17. Fakta

1.4K 183 112
                                    

Lampu-lampu jingga yang sedikit remang menerangi pertengahan jalan. Hiruk-pikuk kota semakin ramai, ditambah jam segini adalah jam-jamnya orang-orang ke luar.

Entah sudah sampai mana Brian dan Sina, namun di sini lah Zera dan Saka. Masih berada di jalan antah-berantah—yang bisa diyakini bahwa jalan itu adalah jalan tikus—mengisi bensin.

Sejak tadi Zera mengoceh meluapkan kemarahannya, namun Saka tidak menghiraukan ocehan gadis itu.

Ia pun segera menaiki motor, namun detik berikutnya Zera tiba-tiba menahan tangannya. Ia tertegun lantas menepis gamitan cewek itu.

"Apa lagi? Mau ngomel? Udah lah nanti aja, kuping gue udah hampir rusak dengar ocehan lo dari tadi."

Zera tidak mempedulikan omongan Saka. Ia membuka helm di kepalanya lalu menyodorkan helm itu pada Saka.

"Lo pake helm ini dan kita lewat jalan besar. Selesai kan?"

Masalahnya adalah polisi. Helm hanya satu dan dipakai oleh Zera. Jika Mereka lewat jalan utama, tentu saja mereka akan ditilang karena si penyetir tidak berhelm.

Mungkin masalah tidak begitu rumit jika saja helm itu Saka yang pakai, namun cowok itu benar-benar senang mencari masalah.

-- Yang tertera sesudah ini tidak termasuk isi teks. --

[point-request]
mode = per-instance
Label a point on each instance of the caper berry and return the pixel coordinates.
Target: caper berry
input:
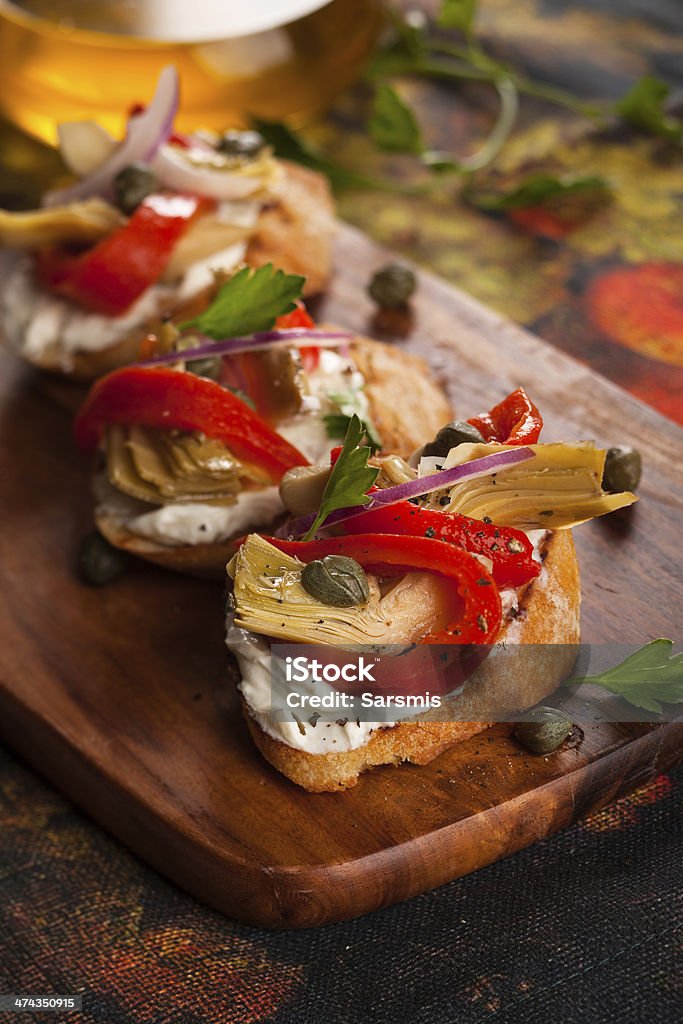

Ia tidak mau memakai helm. Sejauh ini, itu alasan yang ia katakan.

"Lo aja, gue malas." Lihat lah, ia menolak lagi.

"Lo yang pake!" Dan Zera memaksanya sekali lagi.

"Nggak."

"Ya udah, kalau gitu gue yang bawa motor."

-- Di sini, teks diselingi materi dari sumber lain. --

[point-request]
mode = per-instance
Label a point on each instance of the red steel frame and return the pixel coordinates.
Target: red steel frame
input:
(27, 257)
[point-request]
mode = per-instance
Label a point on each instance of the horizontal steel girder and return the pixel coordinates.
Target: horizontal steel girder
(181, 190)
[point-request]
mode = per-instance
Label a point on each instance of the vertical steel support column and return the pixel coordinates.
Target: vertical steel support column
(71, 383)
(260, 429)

Saka terbatuk, tersedak air liur, lalu kembali menatapnya. "Apa lo bilang?"

"Gue yang bawa motor," ulang Zera seraya memasang kembali helm ke kepalanya.

"Nggak, gue belum mau mati." Saka menggeleng kokoh. Ia belum siap menghadapi sakratul maut di umur yang baru 18 tahun ini. Ia tidak ingin masuk surga secepat itu, kalau saja surga. Namun bagaimana jika neraka yang menantinya di akhirat? Ia sangat tidak siap.

"Lo pikir gue gak bisa bawa motor? Gue bisa lagi, motor apa aja."

"Ini motor berat. Motor King, pake gigi dan kopling. Cara bawanya gak segampang matic."

"Aduh gak percayaan banget sih?! Ayah gue punya jadi gue pernah belajar!"

"Oke, lo yang bawa. Tapi satu syarat, jangan laju. Gue belum yakin lo punya keahlian untuk bisa laju-laju."

"Oke. Satu syarat lagi, lo di belakang jangan pegang-pegang!" tukas Zera mengancamnya. Saka hanya mengangkat tangan. "Udah buruan turun!"

Zera langsung menarik Saka hingga tubuh tinggi itu sudah tidak duduk di atas motornya. Gadis itu berniat menyibakkan rok abunya, namun sedetik menoleh tajam kepada Saka.

"Jangan liat!"

"Ck, iya iya." Saka langsung memalingkan muka sambil menutup mata, meski sebenarnya ia juga tidak ada niat mengintip segala. Gak keren banget.

"Udah belum?"

"Udah, buruan naik!" ujar Zera lagi. "Untung gue pake daleman celana sehari-hari," gumamnya.

Saka pun mau tidak mau naik di belakangnya sambil berdoa meminta pemberkataan dari Tuhan.

Hilang sudah harga dirinya sebagai lelaki perkasa karena dibonceng perempuan. Entah siapa yang membuat aturan seperti itu, seolah kodrat laki-laki adalah membonceng padahal dibonceng pun tidak ada salahnya. Dasar gengsi.

"Tolong, pelan-pelan aja. Lo gak mau cepat-cepat ketemu sang pencipta, kan? Jadi gue mohon dengan rendah hati, tolong jangan langsung ngegas."

"Diam, gue gak bisa fokus! Pegangan ke belakang... satu... dua... tiga...!!"